DEG clustering and functions between spaceflight and control mice. (A) Hierarchical clustering of the 600 DEGs between spaceflight and control mice using an adjusted p-value threshold of 0.1. The spaceflight group had 286 upregulated genes and 314 downregulated genes compared to the ground control; (B) Enriched gene ontology (GO) biological process categories for DEGs. The affinity propagation option from WebGestalt was applied to the select representative display categories; (C) Enriched networks among DEGs from the Reactome database; (D) Enriched phenotypes impacted by the DEGs from the Mammalian Phenotype Ontology; (B–D) Overrepresented categories were found relating to ocular function (GO categories: ‘visual perception’, ‘response to light stimulus’, ‘sensory perception of light stimulus’, ‘retina development in camera-type eye’; Pathways: ‘the phototransduction cascade’ ‘inactivation, recovery and regulation of the phototransduction cascade’; Phenotype: electrophysiology, morphology, and degeneration of the retina, rods, and cones), various RNA processing, splicing, and metabolism functions (GO categories: ‘RNA processing’, ‘rRNA processing’, ‘mRNA processing’, ‘RNA splicing’, via transesterification reactions’, ‘mRNA splicing, via spliceosome’, ‘rRNA metabolic process’, ‘ncRNA metabolic process’, ‘mRNA metabolic process’, ‘RNA transport’), and direct responses to the physical pressures of spaceflight (GO categories: ‘response to abiotic stimulus’, ‘response to radiation’, ‘cellular response to stress’).

Figure 2

Retinal disease-associated gene expression. (A) UpSet diagram showing the number of genes in each disease set from DisGeNet. Genes that are distinct to each set are in the first four columns. Genes shared among sets are in the last three columns; (B) Log2 fold-change values of disease-associated genes. Genes are plotted from left to right in order of adjusted p-value. Bars are colored by the magnitude of the adjusted p-value. Adjusted p-values are further annotated based on their order of magnitude. The plot for retinitis pigmentosa displays the top 20 most significant genes based on adjusted p-value. All other diseases are displaying all of their associated genes.

Figure 3

Transcription factor clustering and functions between spaceflight and control mice. (A) Hierarchical clustering of the 29 DETFs between spaceflight and ground control mice; (B) Enriched gene ontology (GO) biological process categories for DETFs.

Figure 4

Spaceflight decreases the thickness of multiple layers of the eye. (A) Sagittal view of a ground control mouse.
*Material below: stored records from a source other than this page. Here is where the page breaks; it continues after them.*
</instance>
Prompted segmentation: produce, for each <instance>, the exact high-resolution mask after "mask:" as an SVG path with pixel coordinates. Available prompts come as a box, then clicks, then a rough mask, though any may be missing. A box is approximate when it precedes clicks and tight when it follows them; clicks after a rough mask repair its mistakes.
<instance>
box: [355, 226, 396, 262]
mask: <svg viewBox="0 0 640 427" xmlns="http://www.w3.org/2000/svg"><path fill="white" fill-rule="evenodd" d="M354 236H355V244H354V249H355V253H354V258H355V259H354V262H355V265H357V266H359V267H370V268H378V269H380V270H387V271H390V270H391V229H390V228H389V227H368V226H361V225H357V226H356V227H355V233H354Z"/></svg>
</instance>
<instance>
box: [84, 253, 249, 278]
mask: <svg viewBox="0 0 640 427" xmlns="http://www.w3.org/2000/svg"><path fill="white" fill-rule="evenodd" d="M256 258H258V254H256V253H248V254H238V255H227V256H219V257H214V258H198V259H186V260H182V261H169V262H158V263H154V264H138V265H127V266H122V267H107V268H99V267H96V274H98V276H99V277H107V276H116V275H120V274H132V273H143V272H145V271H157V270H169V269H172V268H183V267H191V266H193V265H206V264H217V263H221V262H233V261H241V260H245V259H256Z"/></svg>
Layers of the eye on the right side of the image are annotated, from top-to-bottom, retina (0.077 mm), retina pigment layer (RPE, 0.038 mm), choroid (0.041 mm), sclera (0.059 mm); (B) Average thickness of the retinal layer, RPE layer, and the choroid layer measured by MicroCT in the spaceflight and control groups. Counts were averaged across five retinas per group. Values were represented as mean thickness + standard error (SEM). SEM of the mean is marked with error bars. Significantly lower in cross section thickness in the spaceflight group compared to the ground control group is denoted ‘*’ (p < 0.05). (C) Cross sections of the retina from control and spaceflight mice. GCL: ganglion cell layer; INL: inner nuclear layer; ONL: outer nuclear layer; IS: inner segment; OS: outer segment, RPE: pigment epithelium layer.

Figure 5

Spaceflight causes photoreceptor degradation and oxidative stress. (A) Immunofluorescence staining for PNA, a marker for cone photoreceptors (green), and HNE, a marker for oxidative stress (red), in the photoreceptor layer. The nuclei were counterstained with DAPI (blue); Scale bar = 50 mm. (B) Cell density for PNA–positive cone photoreceptors; (C) Immunofluorescence staining for HNE (red) in the retina layer. Scale bar = 50 µm; (D) Fluorescent intensity of the HNE marker in the photoreceptor layer of rods and cones (arrow); (E) Fluorescent intensity of the HNE marker across the retina; (F) Log2 fold-change of DEGs under the GO category “negative regulation of oxidative stress-induced cell death”; (B,D,E) Counts were averaged across five retinas per group. Values are represented as mean density ± SEM. Significance values of the spaceflight group compared to ground controls are denoted with ‘*’ (p < 0.05), ‘**’ (p < 0.01), and ‘T’ (strong trend differences between spaceflight and ground controls; p = 0.06).